А все-таки, в Шуру или в Пятигорск?
Пятигорск в то время был маленьким городишком. Лучшая гостиница принадлежала греку Найтаки. Здесь можно было хорошо пожить. Господа офицеры могли кутнуть как следует. Шампанское лилось рекой. Найтаки был человеком известным в городе. Но это все-таки – гостиница. А на более длительное время лучше было снять домик. Например, Василия Чиляева. Как это и сделали Лермонтов со Столыпиным. За сто рублей серебром. Теперь домик этот известен как мемориальный музей Лермонтова – самое святое место на Кавказских Минеральных Водах.
Но ведь поэт мог и не снимать у Чиляева домик, который своим садом примыкает к дому Верзилиных. Мог, разумеется, и не снимать, потому что путь его лежал в крепость Шуру.

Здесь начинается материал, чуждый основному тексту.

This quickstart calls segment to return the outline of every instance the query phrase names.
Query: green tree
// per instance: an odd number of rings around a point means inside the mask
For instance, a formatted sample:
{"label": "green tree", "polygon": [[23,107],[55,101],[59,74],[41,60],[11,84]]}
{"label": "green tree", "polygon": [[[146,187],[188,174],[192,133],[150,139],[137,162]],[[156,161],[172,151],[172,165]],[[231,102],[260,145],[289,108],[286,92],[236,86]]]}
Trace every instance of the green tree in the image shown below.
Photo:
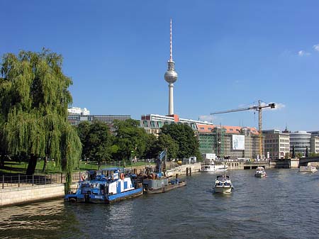
{"label": "green tree", "polygon": [[88,150],[86,137],[89,135],[89,131],[90,130],[90,123],[89,121],[81,122],[77,126],[76,126],[76,128],[82,145],[82,154],[81,158],[82,160],[86,159]]}
{"label": "green tree", "polygon": [[[114,157],[118,160],[130,160],[133,154],[138,157],[142,157],[146,149],[147,134],[140,127],[140,121],[128,119],[126,121],[114,121],[115,128],[114,145],[118,150]],[[133,152],[132,152],[133,151]]]}
{"label": "green tree", "polygon": [[62,70],[62,57],[47,50],[6,54],[1,64],[1,142],[11,155],[29,155],[27,174],[37,159],[48,155],[71,173],[81,155],[77,131],[67,122],[72,84]]}
{"label": "green tree", "polygon": [[111,138],[110,128],[106,123],[95,121],[89,126],[89,130],[84,139],[84,152],[86,157],[98,162],[99,169],[103,162],[111,159]]}
{"label": "green tree", "polygon": [[188,158],[191,156],[201,158],[198,141],[191,127],[181,123],[172,123],[162,127],[161,131],[163,134],[169,135],[179,145],[179,158]]}
{"label": "green tree", "polygon": [[158,141],[155,135],[152,134],[147,134],[146,135],[146,148],[142,158],[152,159],[156,158],[161,148],[159,147]]}

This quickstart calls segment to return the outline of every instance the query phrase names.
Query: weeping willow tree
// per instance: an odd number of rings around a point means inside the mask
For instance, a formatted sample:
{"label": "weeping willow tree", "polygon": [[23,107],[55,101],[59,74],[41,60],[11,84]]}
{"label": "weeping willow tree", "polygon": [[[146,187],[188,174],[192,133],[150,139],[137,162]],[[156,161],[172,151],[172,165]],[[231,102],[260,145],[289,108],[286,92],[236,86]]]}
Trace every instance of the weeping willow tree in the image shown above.
{"label": "weeping willow tree", "polygon": [[3,151],[28,155],[27,174],[34,173],[39,157],[54,158],[69,179],[79,163],[81,142],[67,122],[72,82],[62,73],[62,65],[61,55],[45,49],[2,58],[0,140]]}

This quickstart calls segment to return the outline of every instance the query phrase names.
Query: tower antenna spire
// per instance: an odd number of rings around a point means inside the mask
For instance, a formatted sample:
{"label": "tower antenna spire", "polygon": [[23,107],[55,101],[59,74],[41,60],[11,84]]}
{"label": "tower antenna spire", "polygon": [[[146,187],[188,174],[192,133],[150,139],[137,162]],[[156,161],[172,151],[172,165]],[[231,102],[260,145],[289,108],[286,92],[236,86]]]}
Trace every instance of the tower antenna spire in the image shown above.
{"label": "tower antenna spire", "polygon": [[169,115],[174,114],[174,83],[177,80],[177,72],[175,72],[175,63],[173,61],[173,50],[172,40],[172,18],[170,24],[169,60],[167,62],[167,70],[164,78],[169,84]]}
{"label": "tower antenna spire", "polygon": [[172,49],[172,18],[171,18],[171,25],[170,25],[170,41],[169,41],[169,61],[172,62],[173,61],[173,49]]}

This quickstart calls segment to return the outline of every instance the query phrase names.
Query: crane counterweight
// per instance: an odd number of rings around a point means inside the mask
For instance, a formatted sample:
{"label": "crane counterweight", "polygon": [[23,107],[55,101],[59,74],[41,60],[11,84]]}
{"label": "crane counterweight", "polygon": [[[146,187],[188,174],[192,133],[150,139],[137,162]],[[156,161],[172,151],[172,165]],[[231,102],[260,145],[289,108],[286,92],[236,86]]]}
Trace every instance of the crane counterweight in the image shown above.
{"label": "crane counterweight", "polygon": [[252,106],[246,108],[239,108],[239,109],[230,109],[228,111],[217,111],[214,113],[211,113],[211,115],[214,114],[220,114],[220,113],[232,113],[232,112],[238,112],[238,111],[250,111],[250,110],[255,110],[258,111],[258,131],[259,133],[259,155],[262,157],[263,153],[263,144],[262,144],[262,110],[264,108],[270,108],[270,109],[274,109],[276,108],[276,104],[274,103],[269,103],[267,105],[262,106],[262,101],[258,101],[258,106]]}

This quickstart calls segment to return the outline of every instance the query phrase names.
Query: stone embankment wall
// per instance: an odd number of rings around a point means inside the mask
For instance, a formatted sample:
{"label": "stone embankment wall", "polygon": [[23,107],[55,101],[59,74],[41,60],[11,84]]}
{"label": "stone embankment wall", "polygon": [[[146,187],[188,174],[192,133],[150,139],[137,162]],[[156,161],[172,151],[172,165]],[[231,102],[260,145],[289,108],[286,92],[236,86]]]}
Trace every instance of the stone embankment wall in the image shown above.
{"label": "stone embankment wall", "polygon": [[166,172],[166,174],[169,177],[169,176],[175,176],[177,174],[179,175],[186,175],[187,172],[189,173],[189,172],[191,172],[191,174],[199,172],[201,167],[201,165],[200,162],[189,165],[182,165],[174,169],[167,170]]}
{"label": "stone embankment wall", "polygon": [[4,189],[0,189],[0,206],[62,198],[64,195],[64,184]]}

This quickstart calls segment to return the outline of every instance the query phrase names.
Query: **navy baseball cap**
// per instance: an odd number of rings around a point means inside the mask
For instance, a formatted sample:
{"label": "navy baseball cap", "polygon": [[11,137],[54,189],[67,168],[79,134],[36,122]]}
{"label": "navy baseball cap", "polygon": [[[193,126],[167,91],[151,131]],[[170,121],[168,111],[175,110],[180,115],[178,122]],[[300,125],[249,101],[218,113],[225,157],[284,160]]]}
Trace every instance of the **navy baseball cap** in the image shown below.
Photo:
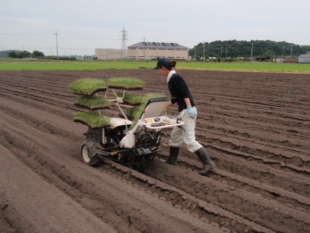
{"label": "navy baseball cap", "polygon": [[160,67],[164,67],[167,68],[169,67],[170,66],[170,60],[166,57],[162,57],[157,63],[157,66],[156,67],[153,68],[153,69],[157,69]]}

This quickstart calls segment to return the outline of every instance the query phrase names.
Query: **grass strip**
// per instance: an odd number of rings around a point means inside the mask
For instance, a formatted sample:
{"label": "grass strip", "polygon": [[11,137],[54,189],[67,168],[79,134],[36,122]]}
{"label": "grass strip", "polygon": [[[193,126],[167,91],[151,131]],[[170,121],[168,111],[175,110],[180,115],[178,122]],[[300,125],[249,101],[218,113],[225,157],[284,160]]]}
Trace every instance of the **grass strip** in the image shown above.
{"label": "grass strip", "polygon": [[100,115],[94,112],[79,112],[74,114],[75,121],[81,121],[91,128],[102,127],[110,125],[110,117]]}
{"label": "grass strip", "polygon": [[81,96],[76,98],[75,104],[85,106],[87,108],[92,110],[109,107],[110,101],[100,96]]}
{"label": "grass strip", "polygon": [[93,95],[98,89],[106,89],[107,83],[104,80],[85,78],[78,79],[69,85],[74,93],[81,95]]}
{"label": "grass strip", "polygon": [[110,78],[108,83],[109,87],[138,88],[142,87],[145,82],[136,78]]}

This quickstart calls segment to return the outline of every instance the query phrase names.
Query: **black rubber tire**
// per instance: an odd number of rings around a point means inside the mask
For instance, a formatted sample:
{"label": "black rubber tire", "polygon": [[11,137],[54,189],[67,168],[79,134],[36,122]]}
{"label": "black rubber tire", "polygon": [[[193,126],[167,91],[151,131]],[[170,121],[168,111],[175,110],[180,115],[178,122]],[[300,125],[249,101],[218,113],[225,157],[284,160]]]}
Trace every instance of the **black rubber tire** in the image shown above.
{"label": "black rubber tire", "polygon": [[89,139],[82,143],[81,146],[81,159],[84,164],[93,166],[101,163],[101,159],[97,155],[97,150],[100,150],[99,142]]}

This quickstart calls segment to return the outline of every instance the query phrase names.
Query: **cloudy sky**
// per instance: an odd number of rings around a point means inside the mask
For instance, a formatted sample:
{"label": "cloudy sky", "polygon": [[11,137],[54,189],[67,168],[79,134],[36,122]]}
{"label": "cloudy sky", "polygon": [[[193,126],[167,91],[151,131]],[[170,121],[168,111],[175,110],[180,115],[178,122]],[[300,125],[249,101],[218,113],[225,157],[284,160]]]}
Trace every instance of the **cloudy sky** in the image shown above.
{"label": "cloudy sky", "polygon": [[94,55],[145,41],[310,45],[310,0],[0,0],[0,50]]}

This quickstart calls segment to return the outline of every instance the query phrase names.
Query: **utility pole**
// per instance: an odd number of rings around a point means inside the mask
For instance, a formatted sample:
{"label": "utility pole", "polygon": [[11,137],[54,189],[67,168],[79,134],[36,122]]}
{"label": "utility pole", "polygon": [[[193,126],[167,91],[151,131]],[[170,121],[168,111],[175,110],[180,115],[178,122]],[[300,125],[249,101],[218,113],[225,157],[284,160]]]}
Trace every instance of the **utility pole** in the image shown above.
{"label": "utility pole", "polygon": [[54,34],[54,35],[56,35],[56,46],[57,46],[57,62],[58,62],[58,42],[57,41],[57,35],[58,35],[59,34],[57,34],[57,32],[56,31],[56,34]]}
{"label": "utility pole", "polygon": [[128,40],[127,37],[128,37],[128,35],[127,34],[126,31],[125,31],[124,28],[123,27],[123,31],[121,32],[122,33],[122,58],[127,58],[127,56],[126,55],[126,41]]}
{"label": "utility pole", "polygon": [[204,41],[203,41],[203,57],[202,57],[202,60],[204,62]]}
{"label": "utility pole", "polygon": [[252,49],[251,49],[251,62],[252,62],[252,57],[253,57],[253,42],[252,42]]}
{"label": "utility pole", "polygon": [[145,36],[144,36],[144,48],[143,49],[143,61],[145,63]]}

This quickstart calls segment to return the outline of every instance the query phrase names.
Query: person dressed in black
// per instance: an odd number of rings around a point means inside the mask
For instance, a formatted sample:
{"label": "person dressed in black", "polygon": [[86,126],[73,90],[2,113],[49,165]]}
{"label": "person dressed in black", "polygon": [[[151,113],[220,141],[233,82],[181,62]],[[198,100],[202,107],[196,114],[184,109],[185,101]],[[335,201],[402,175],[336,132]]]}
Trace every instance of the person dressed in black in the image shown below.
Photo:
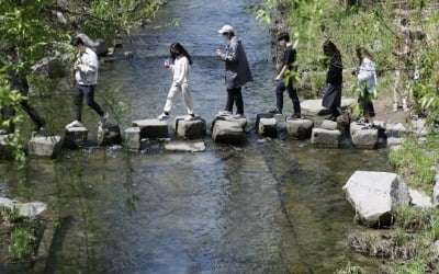
{"label": "person dressed in black", "polygon": [[[18,54],[18,49],[15,46],[12,46],[5,50],[5,54],[9,58],[9,61],[12,65],[16,65],[20,62],[20,57]],[[8,81],[11,90],[13,92],[18,92],[23,96],[27,96],[29,94],[29,83],[26,79],[26,73],[23,70],[15,70],[14,66],[11,66],[8,69]],[[15,110],[11,106],[1,106],[1,121],[11,119],[15,116]],[[40,116],[34,107],[32,107],[27,99],[20,101],[21,109],[27,113],[32,122],[34,123],[34,130],[38,132],[46,124],[46,121]],[[15,130],[15,126],[12,122],[9,123],[9,127],[5,129],[5,133],[13,133]]]}
{"label": "person dressed in black", "polygon": [[328,58],[328,72],[326,75],[326,90],[322,105],[331,111],[327,119],[337,121],[340,115],[338,107],[341,105],[342,62],[340,50],[327,39],[323,44],[323,53]]}
{"label": "person dressed in black", "polygon": [[301,103],[299,102],[297,91],[293,87],[293,81],[290,79],[285,82],[284,76],[289,71],[295,69],[296,50],[293,48],[293,44],[290,41],[290,35],[286,32],[282,32],[278,36],[279,45],[285,48],[282,58],[282,68],[275,80],[279,81],[275,88],[275,109],[270,111],[273,114],[282,114],[283,109],[283,92],[286,90],[291,101],[293,102],[294,114],[291,118],[301,117]]}

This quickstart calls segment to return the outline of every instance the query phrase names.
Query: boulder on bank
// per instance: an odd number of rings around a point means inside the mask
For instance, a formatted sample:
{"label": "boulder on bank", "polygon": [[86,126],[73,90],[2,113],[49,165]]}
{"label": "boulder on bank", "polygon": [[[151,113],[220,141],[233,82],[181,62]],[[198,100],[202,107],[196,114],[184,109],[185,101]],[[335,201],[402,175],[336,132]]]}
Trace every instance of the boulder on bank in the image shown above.
{"label": "boulder on bank", "polygon": [[198,116],[191,121],[185,121],[187,116],[177,116],[173,121],[172,128],[178,136],[188,139],[202,138],[206,133],[206,122]]}
{"label": "boulder on bank", "polygon": [[392,225],[394,208],[410,203],[406,184],[390,172],[356,171],[342,190],[356,218],[369,227]]}

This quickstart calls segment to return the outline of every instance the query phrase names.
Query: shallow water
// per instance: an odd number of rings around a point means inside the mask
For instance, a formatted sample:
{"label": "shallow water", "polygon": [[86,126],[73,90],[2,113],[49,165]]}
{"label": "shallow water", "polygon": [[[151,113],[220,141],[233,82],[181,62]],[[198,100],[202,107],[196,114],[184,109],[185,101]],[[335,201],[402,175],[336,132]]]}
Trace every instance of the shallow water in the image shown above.
{"label": "shallow water", "polygon": [[[126,37],[130,59],[104,64],[98,101],[130,105],[130,121],[157,116],[171,81],[161,68],[169,45],[193,55],[192,95],[207,121],[225,103],[224,64],[216,31],[234,25],[243,37],[256,81],[244,91],[249,118],[274,104],[274,68],[266,25],[247,13],[251,0],[171,0],[154,23]],[[169,25],[179,19],[179,26]],[[157,27],[160,26],[160,27]],[[115,88],[119,88],[116,91]],[[69,93],[38,103],[57,117],[71,115]],[[292,104],[285,95],[285,110]],[[180,99],[171,118],[184,113]],[[97,115],[85,112],[91,132]],[[281,135],[284,136],[284,133]],[[89,135],[90,139],[94,134]],[[172,136],[173,138],[173,136]],[[139,153],[123,149],[65,151],[61,159],[30,162],[26,183],[0,163],[0,196],[49,203],[59,226],[46,273],[333,273],[352,258],[347,233],[356,227],[341,186],[356,170],[390,171],[384,150],[317,149],[308,141],[259,140],[247,127],[243,147],[206,137],[200,153],[167,152],[150,144]],[[0,259],[0,273],[27,266]],[[371,269],[375,262],[362,261]]]}

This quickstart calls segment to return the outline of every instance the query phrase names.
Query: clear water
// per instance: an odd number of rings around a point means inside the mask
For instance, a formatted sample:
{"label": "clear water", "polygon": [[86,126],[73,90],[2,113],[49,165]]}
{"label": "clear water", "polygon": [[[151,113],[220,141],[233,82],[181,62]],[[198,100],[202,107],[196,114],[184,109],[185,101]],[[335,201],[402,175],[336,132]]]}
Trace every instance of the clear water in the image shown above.
{"label": "clear water", "polygon": [[[194,59],[195,112],[212,119],[226,99],[216,31],[228,23],[256,79],[244,91],[254,119],[274,104],[274,68],[268,27],[246,11],[251,3],[169,1],[149,26],[126,37],[123,50],[133,58],[102,65],[97,100],[106,100],[106,109],[110,99],[128,103],[127,113],[113,114],[124,127],[160,114],[171,81],[161,65],[178,41]],[[169,24],[176,18],[178,27]],[[55,118],[54,130],[71,118],[70,95],[38,101]],[[286,94],[285,110],[292,111]],[[183,113],[180,99],[171,117]],[[85,117],[93,139],[97,115]],[[47,202],[58,227],[47,261],[12,264],[2,254],[0,273],[333,273],[348,260],[373,270],[376,262],[347,247],[357,225],[341,186],[356,170],[390,171],[386,151],[348,142],[317,149],[281,136],[261,141],[250,125],[244,146],[206,137],[207,150],[199,153],[167,152],[159,144],[139,153],[90,146],[56,161],[33,159],[24,174],[1,162],[0,196]],[[24,185],[16,183],[21,175]]]}

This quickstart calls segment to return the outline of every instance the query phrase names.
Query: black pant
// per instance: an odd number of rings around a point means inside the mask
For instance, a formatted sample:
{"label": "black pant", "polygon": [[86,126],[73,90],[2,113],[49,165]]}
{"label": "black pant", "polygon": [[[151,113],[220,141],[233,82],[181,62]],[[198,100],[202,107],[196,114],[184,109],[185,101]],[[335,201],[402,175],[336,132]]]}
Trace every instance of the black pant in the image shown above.
{"label": "black pant", "polygon": [[299,102],[297,91],[293,88],[292,81],[288,85],[283,80],[279,81],[278,87],[275,87],[275,105],[279,111],[283,109],[283,92],[288,91],[291,101],[294,106],[294,114],[301,114],[301,103]]}
{"label": "black pant", "polygon": [[87,105],[93,109],[99,116],[103,116],[104,112],[102,107],[94,101],[94,87],[95,85],[82,85],[76,84],[77,93],[75,95],[75,118],[81,121],[82,118],[82,98],[86,95]]}
{"label": "black pant", "polygon": [[[27,113],[29,117],[35,124],[36,128],[40,129],[44,124],[46,124],[46,121],[44,118],[42,118],[42,116],[40,116],[40,114],[36,112],[36,110],[27,103],[27,100],[21,101],[20,106],[25,113]],[[2,116],[1,118],[3,121],[10,119],[13,116],[15,116],[15,110],[11,106],[2,107],[1,116]],[[15,125],[11,122],[9,124],[8,132],[13,133],[14,130],[15,130]]]}
{"label": "black pant", "polygon": [[227,104],[226,111],[232,112],[234,102],[236,103],[236,113],[244,114],[244,101],[243,93],[240,92],[240,87],[235,89],[227,89]]}

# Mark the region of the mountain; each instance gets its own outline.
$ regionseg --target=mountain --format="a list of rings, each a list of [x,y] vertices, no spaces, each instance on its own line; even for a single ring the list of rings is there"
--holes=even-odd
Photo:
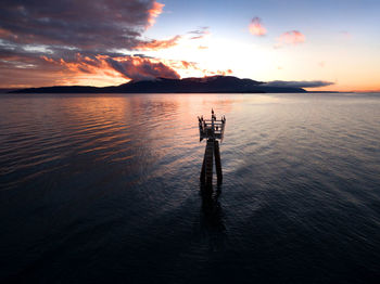
[[[270,87],[265,82],[233,76],[129,81],[114,87],[55,86],[30,88],[12,93],[280,93],[306,92],[302,88]]]

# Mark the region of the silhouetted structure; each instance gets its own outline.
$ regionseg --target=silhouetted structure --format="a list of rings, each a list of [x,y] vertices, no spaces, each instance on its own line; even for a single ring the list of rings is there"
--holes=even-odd
[[[215,168],[217,176],[217,183],[221,184],[223,172],[220,162],[219,141],[223,141],[226,126],[226,117],[216,119],[214,109],[212,109],[211,119],[203,119],[203,116],[198,117],[200,129],[200,141],[207,139],[206,149],[204,152],[201,182],[211,189],[213,185],[213,168],[215,156]]]

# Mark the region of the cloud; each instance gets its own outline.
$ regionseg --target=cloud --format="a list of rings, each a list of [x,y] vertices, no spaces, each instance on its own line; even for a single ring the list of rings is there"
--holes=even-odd
[[[178,79],[179,75],[169,66],[155,59],[141,56],[118,56],[107,55],[86,56],[76,54],[71,61],[63,59],[53,60],[42,56],[46,62],[61,65],[74,74],[99,74],[105,73],[107,76],[122,76],[131,80],[152,80],[155,78]]]
[[[153,2],[152,8],[148,11],[149,17],[148,23],[149,27],[153,26],[155,23],[155,18],[162,13],[165,4]]]
[[[269,81],[263,86],[267,87],[290,87],[290,88],[318,88],[334,85],[329,81]]]
[[[134,59],[128,56],[121,60],[109,57],[105,61],[112,68],[132,80],[152,80],[159,77],[179,79],[179,75],[162,62],[152,62],[147,59]]]
[[[267,30],[263,26],[262,20],[259,17],[252,18],[251,24],[250,24],[250,33],[252,35],[258,36],[258,37],[266,35]]]
[[[26,86],[66,85],[88,78],[98,86],[98,80],[114,85],[122,79],[178,78],[157,59],[121,56],[122,51],[177,44],[180,36],[141,39],[163,8],[155,0],[3,0],[0,76],[12,86],[17,85],[14,78],[18,82],[23,78]]]
[[[173,37],[170,39],[166,39],[166,40],[152,39],[149,41],[141,41],[134,49],[142,50],[142,51],[168,49],[168,48],[177,46],[178,40],[180,38],[181,38],[181,36],[175,36],[175,37]]]
[[[0,36],[23,44],[132,48],[162,8],[154,0],[3,0]]]
[[[188,34],[192,35],[190,39],[202,39],[205,36],[208,36],[211,33],[208,27],[201,27],[200,29],[191,30]]]
[[[306,37],[299,30],[283,33],[278,39],[275,48],[281,48],[287,44],[300,44],[305,42]]]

Сохранился довольно красочный рассказ ремонтера Борисоглебского уланского полка Петра Магденко, записанный Висковатовым. Магденко говорит о своей встрече с Лермонтовым в Ставрополе. Началось с того, что в биллиардной Магденко увидел некоего друга, игравшего партию с офицером. Офицер этот обратил на себя внимание Магденко: «Он был среднего роста, с некрасивыми, но невольно поражавшими каждого, симпатичными чертами, с широким лицом, широкоплечий, с широкими скулами, вообще с широкой костью всего остова, немного сутуловат – словом, то, что называется «сбитый человек».
– Знаешь ли, с кем я играл? – спросил позже друг Магденко.
– Нет! Где же мне знать – я впервые здесь.
– С Лермонтовым, – объяснил друг.
Николай Соломонович Мартынов приехал на воды в конце апреля. Он пояснил: «По приезде моем в Пятигорск я остановился в здешней ресторации и тщательно занялся лечением».
Нет, он не стал героем Кавказской войны, несмотря на свой внушительный рост. Его не сделали генералом, как он мечтал о том. Несмотря на большие усы. Которые, как свидетельствуют очевидцы, придавали «физиономии внушительный вид».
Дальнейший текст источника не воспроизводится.